Republicans have become a caricature.
It's clear, from my point of view anyway, that republicans are in denial. They don't realize that America has changed. They don't realize they need to address more sweeping problems and reach out to people who aren't white. They need to broaden their values to more than: no taxes, Jesus, babies and guns. They also need to have more intelligent leaders, as opposed to Rush Limbaugh, Ann Coulter, Sarah Palin and the like. Bobby Jindal, governor of New Orleans, is one of the only republicans who truly strikes me as a future leader. They need to offer real solutions because it's not the America of old.
Want to see how much in denial they are? Just listen to NPR's interview with Republican National Committee Chairman Mike Duncan.
Republicans are now gleeful over the Blago scandal.
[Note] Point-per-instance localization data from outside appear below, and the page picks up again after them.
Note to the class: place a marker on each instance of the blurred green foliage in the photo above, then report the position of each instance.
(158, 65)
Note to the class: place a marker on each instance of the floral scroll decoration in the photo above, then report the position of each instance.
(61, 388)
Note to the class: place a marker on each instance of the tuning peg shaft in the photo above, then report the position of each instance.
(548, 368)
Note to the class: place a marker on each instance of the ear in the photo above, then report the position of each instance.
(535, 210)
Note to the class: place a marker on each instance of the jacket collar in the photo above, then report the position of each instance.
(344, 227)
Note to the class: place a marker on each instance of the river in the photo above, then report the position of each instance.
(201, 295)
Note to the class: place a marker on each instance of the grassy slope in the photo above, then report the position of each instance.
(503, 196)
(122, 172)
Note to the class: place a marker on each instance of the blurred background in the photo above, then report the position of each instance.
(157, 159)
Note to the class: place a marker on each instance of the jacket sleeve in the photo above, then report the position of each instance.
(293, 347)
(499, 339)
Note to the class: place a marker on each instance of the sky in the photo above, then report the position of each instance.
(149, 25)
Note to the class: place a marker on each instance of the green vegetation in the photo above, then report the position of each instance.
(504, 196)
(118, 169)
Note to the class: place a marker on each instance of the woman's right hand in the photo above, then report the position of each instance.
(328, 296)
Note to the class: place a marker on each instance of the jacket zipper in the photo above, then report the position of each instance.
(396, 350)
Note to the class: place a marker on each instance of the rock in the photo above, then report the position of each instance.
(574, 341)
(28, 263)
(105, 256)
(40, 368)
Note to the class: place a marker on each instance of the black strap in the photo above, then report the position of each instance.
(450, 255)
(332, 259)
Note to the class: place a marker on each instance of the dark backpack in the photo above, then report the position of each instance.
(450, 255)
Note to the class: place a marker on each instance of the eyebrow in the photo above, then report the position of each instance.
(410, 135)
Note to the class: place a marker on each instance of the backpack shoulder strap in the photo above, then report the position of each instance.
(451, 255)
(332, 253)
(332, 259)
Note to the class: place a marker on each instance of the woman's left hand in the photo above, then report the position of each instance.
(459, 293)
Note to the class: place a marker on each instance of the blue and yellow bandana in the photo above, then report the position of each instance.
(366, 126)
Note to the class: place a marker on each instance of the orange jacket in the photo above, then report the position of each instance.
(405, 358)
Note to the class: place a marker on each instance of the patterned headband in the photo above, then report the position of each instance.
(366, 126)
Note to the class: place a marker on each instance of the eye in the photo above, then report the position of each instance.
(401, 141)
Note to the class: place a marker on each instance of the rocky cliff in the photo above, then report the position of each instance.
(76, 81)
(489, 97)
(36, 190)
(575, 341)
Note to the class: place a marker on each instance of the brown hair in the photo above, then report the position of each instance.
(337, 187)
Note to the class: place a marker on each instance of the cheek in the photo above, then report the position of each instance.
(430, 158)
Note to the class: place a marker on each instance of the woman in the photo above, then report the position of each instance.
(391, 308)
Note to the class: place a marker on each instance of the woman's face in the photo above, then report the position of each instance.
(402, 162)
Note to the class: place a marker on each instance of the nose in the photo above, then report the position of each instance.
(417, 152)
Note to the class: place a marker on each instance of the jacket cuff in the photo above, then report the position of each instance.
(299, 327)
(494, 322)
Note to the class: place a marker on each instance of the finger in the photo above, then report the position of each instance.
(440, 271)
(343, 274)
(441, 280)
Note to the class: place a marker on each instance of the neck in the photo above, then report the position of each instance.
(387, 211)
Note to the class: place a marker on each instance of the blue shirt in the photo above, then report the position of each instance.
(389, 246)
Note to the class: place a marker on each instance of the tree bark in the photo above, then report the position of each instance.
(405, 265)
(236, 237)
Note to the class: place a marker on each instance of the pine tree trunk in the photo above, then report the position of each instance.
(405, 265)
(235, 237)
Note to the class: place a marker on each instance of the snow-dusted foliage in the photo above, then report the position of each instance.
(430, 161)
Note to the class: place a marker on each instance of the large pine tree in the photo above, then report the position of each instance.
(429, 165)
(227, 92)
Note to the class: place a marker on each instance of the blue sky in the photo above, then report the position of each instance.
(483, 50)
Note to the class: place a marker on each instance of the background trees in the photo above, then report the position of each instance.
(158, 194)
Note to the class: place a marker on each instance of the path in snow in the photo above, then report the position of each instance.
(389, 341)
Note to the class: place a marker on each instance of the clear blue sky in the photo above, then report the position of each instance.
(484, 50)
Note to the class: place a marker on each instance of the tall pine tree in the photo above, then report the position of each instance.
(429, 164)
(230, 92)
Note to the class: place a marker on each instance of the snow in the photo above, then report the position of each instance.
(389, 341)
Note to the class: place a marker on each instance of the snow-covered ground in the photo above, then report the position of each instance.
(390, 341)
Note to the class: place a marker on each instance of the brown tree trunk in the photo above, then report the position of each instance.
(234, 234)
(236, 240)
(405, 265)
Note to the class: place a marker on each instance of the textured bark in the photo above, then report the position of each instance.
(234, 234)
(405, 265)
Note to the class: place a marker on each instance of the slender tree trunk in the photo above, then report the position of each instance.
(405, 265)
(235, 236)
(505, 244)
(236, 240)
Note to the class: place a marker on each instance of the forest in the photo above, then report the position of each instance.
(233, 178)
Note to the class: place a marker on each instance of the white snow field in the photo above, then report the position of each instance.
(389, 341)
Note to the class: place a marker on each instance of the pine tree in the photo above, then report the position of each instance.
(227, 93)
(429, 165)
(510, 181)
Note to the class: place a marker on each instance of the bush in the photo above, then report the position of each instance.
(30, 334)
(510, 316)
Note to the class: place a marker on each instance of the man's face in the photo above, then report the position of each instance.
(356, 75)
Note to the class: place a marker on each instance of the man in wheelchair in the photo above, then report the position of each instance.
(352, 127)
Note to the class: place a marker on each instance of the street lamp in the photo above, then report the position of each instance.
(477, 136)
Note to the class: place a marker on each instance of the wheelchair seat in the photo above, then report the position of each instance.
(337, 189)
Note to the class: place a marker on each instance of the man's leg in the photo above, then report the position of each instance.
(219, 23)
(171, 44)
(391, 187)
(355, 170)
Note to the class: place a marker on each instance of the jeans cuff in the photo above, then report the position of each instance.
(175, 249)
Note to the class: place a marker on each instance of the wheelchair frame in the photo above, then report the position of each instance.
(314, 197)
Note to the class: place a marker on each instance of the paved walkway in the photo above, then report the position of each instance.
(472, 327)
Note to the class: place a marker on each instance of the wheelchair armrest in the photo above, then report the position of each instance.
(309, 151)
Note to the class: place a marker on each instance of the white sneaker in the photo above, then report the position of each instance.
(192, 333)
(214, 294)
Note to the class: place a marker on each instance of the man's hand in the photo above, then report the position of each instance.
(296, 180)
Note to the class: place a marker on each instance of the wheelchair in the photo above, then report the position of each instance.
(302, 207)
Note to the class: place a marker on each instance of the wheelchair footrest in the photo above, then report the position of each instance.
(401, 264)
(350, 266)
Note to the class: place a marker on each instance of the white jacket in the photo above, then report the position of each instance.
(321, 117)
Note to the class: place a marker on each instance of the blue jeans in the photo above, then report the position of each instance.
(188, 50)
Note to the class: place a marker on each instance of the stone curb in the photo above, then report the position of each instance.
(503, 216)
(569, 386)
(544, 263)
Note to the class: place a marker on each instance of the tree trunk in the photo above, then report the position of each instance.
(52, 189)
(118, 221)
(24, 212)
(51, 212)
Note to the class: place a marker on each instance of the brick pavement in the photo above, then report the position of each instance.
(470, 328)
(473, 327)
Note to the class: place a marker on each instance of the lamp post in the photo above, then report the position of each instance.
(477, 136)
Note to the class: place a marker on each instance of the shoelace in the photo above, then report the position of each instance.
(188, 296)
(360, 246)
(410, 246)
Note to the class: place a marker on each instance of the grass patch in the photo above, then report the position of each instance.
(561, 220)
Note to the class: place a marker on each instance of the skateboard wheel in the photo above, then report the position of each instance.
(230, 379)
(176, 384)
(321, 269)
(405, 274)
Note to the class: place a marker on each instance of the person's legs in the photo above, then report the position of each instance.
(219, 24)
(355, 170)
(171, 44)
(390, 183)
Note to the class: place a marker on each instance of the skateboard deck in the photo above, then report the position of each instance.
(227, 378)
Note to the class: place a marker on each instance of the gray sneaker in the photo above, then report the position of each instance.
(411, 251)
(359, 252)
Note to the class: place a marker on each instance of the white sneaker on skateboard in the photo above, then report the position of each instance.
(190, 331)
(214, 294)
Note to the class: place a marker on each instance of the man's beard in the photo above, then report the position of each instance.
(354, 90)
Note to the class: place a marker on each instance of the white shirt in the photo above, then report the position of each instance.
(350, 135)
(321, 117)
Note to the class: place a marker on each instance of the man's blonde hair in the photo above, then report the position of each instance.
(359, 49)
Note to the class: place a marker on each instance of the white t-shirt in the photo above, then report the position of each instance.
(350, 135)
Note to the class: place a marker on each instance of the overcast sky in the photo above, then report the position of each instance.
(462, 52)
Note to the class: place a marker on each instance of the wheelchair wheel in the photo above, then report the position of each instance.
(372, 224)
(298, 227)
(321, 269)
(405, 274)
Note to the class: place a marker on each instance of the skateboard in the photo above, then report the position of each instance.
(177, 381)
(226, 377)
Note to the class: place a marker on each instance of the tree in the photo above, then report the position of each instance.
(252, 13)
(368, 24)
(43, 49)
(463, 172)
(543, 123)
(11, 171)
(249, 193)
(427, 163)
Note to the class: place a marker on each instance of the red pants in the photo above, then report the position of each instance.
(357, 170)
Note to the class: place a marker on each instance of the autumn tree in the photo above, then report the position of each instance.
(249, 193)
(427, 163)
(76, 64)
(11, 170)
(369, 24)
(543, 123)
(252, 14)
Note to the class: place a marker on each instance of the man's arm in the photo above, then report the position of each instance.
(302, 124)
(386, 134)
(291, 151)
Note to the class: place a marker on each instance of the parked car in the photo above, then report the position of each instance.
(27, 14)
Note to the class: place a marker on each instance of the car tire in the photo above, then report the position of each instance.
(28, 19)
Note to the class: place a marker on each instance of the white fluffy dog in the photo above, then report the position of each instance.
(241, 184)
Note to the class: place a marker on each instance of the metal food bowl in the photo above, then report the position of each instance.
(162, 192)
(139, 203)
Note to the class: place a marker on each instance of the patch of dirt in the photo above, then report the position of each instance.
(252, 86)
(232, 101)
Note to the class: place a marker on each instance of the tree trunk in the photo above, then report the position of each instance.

They're happy that it's not there guy soliciting sex in a toilet. But Continetti reminds them that they needn't be so cheery.
NPR: The GOP's overall situation remains poor. Barack Obama won an impressive victory in November, and the Republicans are unlikely to take back Congress anytime soon. What's more, the share of voters who identified as Republicans on Election Day was the lowest it has been in more than 20 years. And Obama won lopsided victories among groups that will only play a larger role in our politics as time goes on — young people, for example, whom Obama won by a 2-1 margin. And Latinos, whom Obama won by a similar margin. The only age group that went for McCain was 65 and older. That's not what you would call a good sign for the Republicans' long-term future.
Obama is popular, and his agenda is, too. A recent poll found that 60 percent of respondents support Obama's plans for massive infrastructure spending. Voters may be split on whether or not to bail out the Big Three auto companies. But they will not like Republicans anymore — trust me on this — if the GOP drives those companies into bankruptcy and is indirectly responsible for massive layoffs.
The GOP's problem is that it obstinately refuses to address the problems facing those Americans who do not listen to conservative talk radio.